In our teens most of us stopped imagining a life of stardom, athletic achievement, or adventure when we decided others were more intelligent or talented or simply had opportunities denied us. Later, after landing our first real job, the cold weight of responsibility slowly crushed visions of incredible personal success.
Today when old longings occasionally resurface, out of self-preservation we push those thoughts back to where we assume they belong.
And we settle.
Settling is tragic. We need our dreams – the bigger and bolder the better. Dreams provide hope and inspiration and, ultimately, a sense of who we truly are as individuals. Dreams take us places others dare not go.
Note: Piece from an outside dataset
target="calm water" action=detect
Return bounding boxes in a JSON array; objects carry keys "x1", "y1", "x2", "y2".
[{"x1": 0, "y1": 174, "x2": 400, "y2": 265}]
If you’ve started to settle, stop. Get your dreams back. Here are five ways:
Sleep in your old bed. When you were young, you were naïve and unsophisticated and a lot less cynical – and you dreamed your best dreams. Experience makes us wiser but unfortunately also colors and shapes our dreams, chipping away at the edges until they become more reasonable and attainable and therefore less inspiring. What did the innocent “you” dream of? Those were your purest dreams. What you most wanted then is likely what you still want now – if you grant yourself the freedom of hope.
Find inspiration close to home. Read the story of a Martial Arts superstar and their incredible success can seem a foregone conclusion; you already know the ending. Stories about notorious failures – in any aspect of life – results in a life that reads as a cautionary tale.) in real time, the reality is much messier. Certain success is anything but; inevitable failure is more likely due to simple miscalculation or a momentary lack of judgment rather than the dark hand of fate. The lens of celebrity or notoriety creates caricatures out of real people. To get inspired, talk to the guy in your studio who literally started from nothing and now can roll with the best. Talk to someone who took the Ramen Noodle path to success. Talk to the CEO who started at the bottom and through hard work and persistence became a leader. Real people illustrate the power of dreams better than any “How I Made It” biography. If real people can do it, so can you.
Never give up on your dreams Avoid dream killers. Dreams are incredibly personal, yet we often allow them to be framed and reworked by others. Say you dream of competing in tournaments, or something unrelated to Martial Arts like starting a new career; share your ideas and the chorus of, “Yes, but…” inevitably chimes in to explain, in excruciating detail, how failure is the only realistic outcome. Avoid people who only say, “That will never work.” Surround yourself with people who say, “Hmmm….That may not work…but if you also do this I bet you could…” Helpful advice adds; it never takes away.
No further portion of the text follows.